Nate Vandiver arrived at the Baltimore Ecosystem Study (BES) offices early on a Friday morning. Pulling on knee-length boots over his long work pants, he helped gather sampling equipment and load it into a van for a day of stream monitoring.
Vandiver is a high school senior at the Friends School of Baltimore, and at the end of their last year he and his classmates complete an internship to help them discover what they want to do in their careers. Vandiver leads the “Green Club” at school and plans to study environmental science for his undergraduate studies in Boulder, CO, so four weeks at BES provided the perfect internship for him.
“A lot of preparation goes into science. You can’t just go out and ‘do’ science,” he explained to me while I rode next to him in the van, tagging along to some of the research sites.
Every week, Vandiver helps staff researchers Dan Dillon and Ben Glass-Siegel with their stream sampling and other plots, recording data and experiencing first-hand the day to day effort required for long-term datasets. He hikes to the edge of a small stream behind a private school, picking his way to a rocky river shoreline beneath a bridge, scrambled down roots in a steep embankment, and making sure to always, always avoid poison ivy.
Connecting to the Next Generation of Scientists
In addition to one-on-one internships with students like Vandiver, BES offers multiple opportunities for middle and high school students to become directly involved in the research conducted there every day. Throughout the year, BES hosts events including training sessions in the Teacher Institute, the Baltimore Data Jam – an art and science competition for middle and high schoolers – and the Young Environmental Scientists (BES YES) mentorship program. Most recently, the BES YES high school students developed a complete stream assessment, including documentation of river features, pipe outfalls, plus protocols and data sheets.
Field experiences like this are an essential component of inspiring future scientists and environmental stewards. In a paper for the International Journal of Environmental & Science Education summarizing the importance of field experiences, authors Marc Behrendt and Teresa Franklin state that “students who directly participate during a field experience generate a more positive attitude about the subject.” Such experiences are especially critical for young women. In another article, authors Leslie Besecke et al. found that many women who choose STEM careers were originally inspired by some sort of transforming experience that influenced them to pursue science. Such an experience typically involves “personal contact with a role model and often an intimate involvement with the process that serves as an invitation into the world of scientific inquiry.”
On the Stream
Vandiver hopped out of the car at a BES sampling location along an urban river. Down a steep embankment, the water flowed swiftly and clearly, though the rushing sound of the current competed with vehicle traffic from a nearby bridge overpass.
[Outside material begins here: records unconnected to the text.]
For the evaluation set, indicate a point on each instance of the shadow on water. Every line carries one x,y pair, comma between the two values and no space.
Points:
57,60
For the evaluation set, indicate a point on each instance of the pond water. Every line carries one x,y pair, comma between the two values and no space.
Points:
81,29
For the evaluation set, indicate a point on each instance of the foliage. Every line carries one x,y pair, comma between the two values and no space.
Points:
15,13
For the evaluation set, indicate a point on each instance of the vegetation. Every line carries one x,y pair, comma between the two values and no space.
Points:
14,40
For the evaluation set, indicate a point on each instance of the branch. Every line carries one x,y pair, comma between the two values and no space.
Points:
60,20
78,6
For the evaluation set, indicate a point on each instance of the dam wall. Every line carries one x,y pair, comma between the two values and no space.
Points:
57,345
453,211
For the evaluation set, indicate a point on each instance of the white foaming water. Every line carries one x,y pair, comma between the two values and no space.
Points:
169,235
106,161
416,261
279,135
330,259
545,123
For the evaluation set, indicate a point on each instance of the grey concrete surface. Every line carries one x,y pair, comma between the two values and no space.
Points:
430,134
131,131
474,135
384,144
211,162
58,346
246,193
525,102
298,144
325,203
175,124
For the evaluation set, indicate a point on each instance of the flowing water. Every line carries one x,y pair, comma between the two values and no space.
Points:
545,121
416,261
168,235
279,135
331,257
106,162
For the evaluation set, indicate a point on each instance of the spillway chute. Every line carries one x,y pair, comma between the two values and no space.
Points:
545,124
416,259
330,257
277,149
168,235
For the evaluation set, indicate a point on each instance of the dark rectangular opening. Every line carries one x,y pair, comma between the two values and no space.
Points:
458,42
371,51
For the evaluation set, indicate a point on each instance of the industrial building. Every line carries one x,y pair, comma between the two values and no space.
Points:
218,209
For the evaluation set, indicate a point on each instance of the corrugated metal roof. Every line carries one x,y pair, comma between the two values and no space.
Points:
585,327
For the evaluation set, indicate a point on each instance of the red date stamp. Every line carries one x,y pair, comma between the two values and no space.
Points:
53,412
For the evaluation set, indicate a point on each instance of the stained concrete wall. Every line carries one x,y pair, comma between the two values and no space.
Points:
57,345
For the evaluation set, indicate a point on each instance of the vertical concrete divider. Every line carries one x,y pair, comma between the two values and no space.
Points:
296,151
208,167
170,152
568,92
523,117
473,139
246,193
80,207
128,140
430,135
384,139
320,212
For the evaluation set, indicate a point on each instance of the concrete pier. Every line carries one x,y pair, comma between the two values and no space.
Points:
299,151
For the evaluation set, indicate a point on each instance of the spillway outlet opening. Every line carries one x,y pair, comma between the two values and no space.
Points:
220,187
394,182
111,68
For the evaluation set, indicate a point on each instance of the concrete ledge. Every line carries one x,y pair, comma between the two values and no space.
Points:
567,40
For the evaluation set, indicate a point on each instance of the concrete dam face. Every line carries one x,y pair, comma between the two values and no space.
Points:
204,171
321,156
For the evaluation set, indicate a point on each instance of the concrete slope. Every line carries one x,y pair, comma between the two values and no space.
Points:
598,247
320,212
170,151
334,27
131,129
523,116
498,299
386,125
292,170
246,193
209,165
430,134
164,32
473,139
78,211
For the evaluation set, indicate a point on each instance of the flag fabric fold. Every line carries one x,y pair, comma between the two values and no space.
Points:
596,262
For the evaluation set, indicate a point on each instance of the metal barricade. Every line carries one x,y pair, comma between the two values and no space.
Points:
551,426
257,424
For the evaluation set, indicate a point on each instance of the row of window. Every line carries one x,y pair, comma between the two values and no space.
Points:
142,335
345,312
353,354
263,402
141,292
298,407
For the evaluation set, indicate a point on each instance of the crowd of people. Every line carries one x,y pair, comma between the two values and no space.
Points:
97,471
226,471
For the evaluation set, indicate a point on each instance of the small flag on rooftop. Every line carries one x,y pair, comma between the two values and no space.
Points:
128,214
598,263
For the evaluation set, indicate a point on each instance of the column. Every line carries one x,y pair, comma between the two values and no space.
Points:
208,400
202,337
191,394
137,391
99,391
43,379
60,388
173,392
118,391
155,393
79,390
With the confidence of experience, he followed Glass-Siegel to the edge of the water, standing on the bank with a white binder full of data sheets as they read out figures from a data logger.
By pairing students like Vandiver with world-class scientists, BES education programs play a pivotal role in inspiring the would-be researchers and scientists that may take over the long-term datasets and projects into the future. Vandiver no longer has to imagine what ecological field work is like, and his contributions to this long-term monitoring project will be valuable even long after his official internship ends.